WELCOME TO FEBRUARY—the month where we collectively decide that the best way to say “I love you” is by gift-wrapping a metabolic dumpster fire.
Somewhere along the way, romance got permanently married to sugar. Chalky conversation hearts that taste like flavored drywall. Artisan truffles with origin stories longer than your last relationship. Champagne, cake, chocolate fountains. Because nothing says devotion like spiking someone’s blood glucose and calling it affection.
As someone who spends her days poking people with needles for a living, let me be very clear: your sweet tooth isn’t cute. It’s a slow-motion suicide pact.
“If you truly love someone this month, don’t hand them a box of inflammatory agents with a bow on it.
If you love yourself, stop treating your body like a seasonal candy dumpster.”
THE SILENT SPIKE
Here’s the uncomfortable truth most people don’t want to hear: a shocking number of you are already pre-diabetic and don’t know it.
You feel fine. Mostly. Maybe you crash after pasta. Maybe your brain feels foggy by mid-afternoon. Maybe you’re tired but can’t sleep. You blame stress, age, hormones, Mercury in retrograde—anything except the reality that your pancreas is in the basement screaming into a pillow while you down your second salted caramel latte.
Pre-diabetes is the ultimate ghoster. No dramatic symptoms. No warning text. It just quietly erodes insulin sensitivity until your cells start rejecting glucose like a bad Tinder date. By the time you’re “thirsty all the time,” the damage isn’t pending—it’s already moved in and rearranged the furniture.
THE ALCHEMY OF DAMPNESS
In Traditional Chinese Medicine, we don’t just stare at lab values—we look at the internal environment. And excessive sugar? That’s what we call Spleen-damaging.
Overindulging in sweets creates Dampness.
Think of your body like a high-end sports car. Sugar is pouring cheap, sticky molasses into the fuel tank. Everything slows down. You feel heavy. Bloated. Sluggish. Your Qi—your usable energy—gets stuck.

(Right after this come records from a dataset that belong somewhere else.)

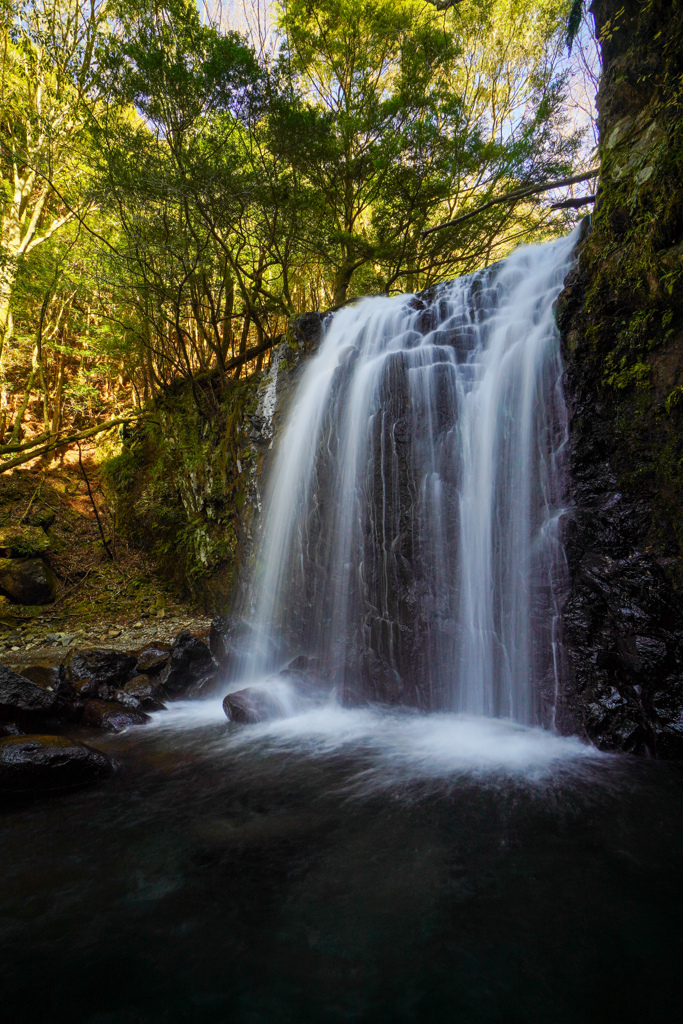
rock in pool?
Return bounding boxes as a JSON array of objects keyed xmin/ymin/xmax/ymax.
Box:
[
  {"xmin": 0, "ymin": 735, "xmax": 119, "ymax": 793},
  {"xmin": 223, "ymin": 686, "xmax": 283, "ymax": 725},
  {"xmin": 83, "ymin": 700, "xmax": 150, "ymax": 732}
]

This Dampness is the metabolic traffic jam that eventually shows up in Western medicine as insulin resistance and diabetes.
You’re not just “full.” You’re bogged down.
Why You Need a Good Prick
This is where people ask, “How can acupuncture help with sugar cravings?”

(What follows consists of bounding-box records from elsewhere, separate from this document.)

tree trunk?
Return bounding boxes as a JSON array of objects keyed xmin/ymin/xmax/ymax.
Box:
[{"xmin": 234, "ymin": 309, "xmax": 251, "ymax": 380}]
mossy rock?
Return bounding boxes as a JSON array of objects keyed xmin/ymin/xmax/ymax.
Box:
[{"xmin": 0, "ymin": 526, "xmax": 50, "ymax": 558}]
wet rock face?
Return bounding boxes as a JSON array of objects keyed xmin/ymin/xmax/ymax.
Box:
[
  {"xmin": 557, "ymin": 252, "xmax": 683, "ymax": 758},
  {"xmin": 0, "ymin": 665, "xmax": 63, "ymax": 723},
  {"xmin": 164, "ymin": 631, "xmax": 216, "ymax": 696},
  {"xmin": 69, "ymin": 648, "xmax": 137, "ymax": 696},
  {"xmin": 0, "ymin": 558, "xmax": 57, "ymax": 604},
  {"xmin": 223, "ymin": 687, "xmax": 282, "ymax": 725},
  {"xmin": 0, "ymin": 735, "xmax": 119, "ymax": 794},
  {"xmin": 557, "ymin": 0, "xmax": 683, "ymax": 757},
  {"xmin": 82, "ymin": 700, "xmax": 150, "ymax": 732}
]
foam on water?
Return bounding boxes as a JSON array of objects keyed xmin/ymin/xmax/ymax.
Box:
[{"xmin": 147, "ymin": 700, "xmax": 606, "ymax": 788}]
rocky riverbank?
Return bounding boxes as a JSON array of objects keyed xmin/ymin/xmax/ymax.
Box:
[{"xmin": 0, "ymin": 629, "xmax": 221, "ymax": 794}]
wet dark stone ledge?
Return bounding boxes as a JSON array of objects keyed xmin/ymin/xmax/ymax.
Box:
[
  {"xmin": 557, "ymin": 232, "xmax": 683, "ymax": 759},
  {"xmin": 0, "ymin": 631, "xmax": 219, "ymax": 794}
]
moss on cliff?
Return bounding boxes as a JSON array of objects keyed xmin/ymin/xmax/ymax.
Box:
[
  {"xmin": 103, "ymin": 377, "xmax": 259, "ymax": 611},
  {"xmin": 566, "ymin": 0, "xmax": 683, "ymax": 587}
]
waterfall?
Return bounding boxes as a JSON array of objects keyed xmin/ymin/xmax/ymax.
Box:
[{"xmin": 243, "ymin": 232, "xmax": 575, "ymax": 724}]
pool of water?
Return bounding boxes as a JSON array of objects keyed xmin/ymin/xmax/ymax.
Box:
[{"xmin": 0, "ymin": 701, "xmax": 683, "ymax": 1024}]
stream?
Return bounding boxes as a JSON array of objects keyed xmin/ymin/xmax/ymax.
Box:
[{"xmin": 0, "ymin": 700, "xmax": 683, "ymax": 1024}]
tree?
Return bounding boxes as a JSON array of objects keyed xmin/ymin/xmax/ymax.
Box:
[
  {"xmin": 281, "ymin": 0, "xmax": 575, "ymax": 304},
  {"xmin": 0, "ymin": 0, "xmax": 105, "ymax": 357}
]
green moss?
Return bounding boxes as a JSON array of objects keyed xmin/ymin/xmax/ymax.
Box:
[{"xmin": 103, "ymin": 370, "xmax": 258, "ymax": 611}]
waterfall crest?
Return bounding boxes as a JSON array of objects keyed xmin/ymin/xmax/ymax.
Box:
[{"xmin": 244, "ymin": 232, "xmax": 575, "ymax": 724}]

Because balance isn’t a suggestion—it’s a requirement.
When I needle points like Spleen 6 or Stomach 36, I’m not just poking you for fun. I’m sending a very firm memo to your nervous and endocrine systems to regulate already. Acupuncture helps stabilize blood sugar swings, calm cortisol spikes, and reduce those frantic 3:00 p.m. sugar cravings that feel like an emergency but aren’t.

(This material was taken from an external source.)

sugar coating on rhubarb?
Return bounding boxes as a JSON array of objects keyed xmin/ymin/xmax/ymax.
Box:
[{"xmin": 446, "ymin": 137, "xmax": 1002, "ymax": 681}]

We work to resolve Dampness—clearing the internal fog so your body remembers how to process fuel without launching your glucose into orbit. It’s about restoring communication between your brain and your gut—lines that years of processed sugar have quietly sabotaged.
A VALENTINE’S REALITY CHECK
If you truly love someone this month, don’t hand them a box of inflammatory agents with a bow on it.
If you love yourself, stop treating your body like a seasonal candy dumpster.
Being a Certified Prick means saying what most doctors are too polite to spell out: you are one chocolate fountain away from a lifetime of finger-pricks. Why wait for a diagnosis before you start caring?
Skip the sugar rush. Come see me instead. Let’s move stagnant Qi, regulate your system, and address the sweetness in your blood before it turns bitter.
CERTIFIED PRICK PRO-TIP
If you’re craving sugar, you’re often dehydrated or protein-deficient. Drink 12 ounces of water first. If the craving survives, then we’ll talk needles.
THE GOLDEN RULES
Stop the ice water. Cold drinks drown digestive fire. Choose warm water or ginger tea.
Eat to 80%. Overeating is the fastest way to create stagnation.
Bitter is better. Arugula, dandelion greens, ampalaya—bitterness reins in sugar cravings.
Say no to “White” Foods. If it’s white (bread, white sugar, white flour), it’s basically glue for your arteries.
The Certified Prick –
Stay sharp. Stay balanced. And for heaven’s sake—put down the truffle.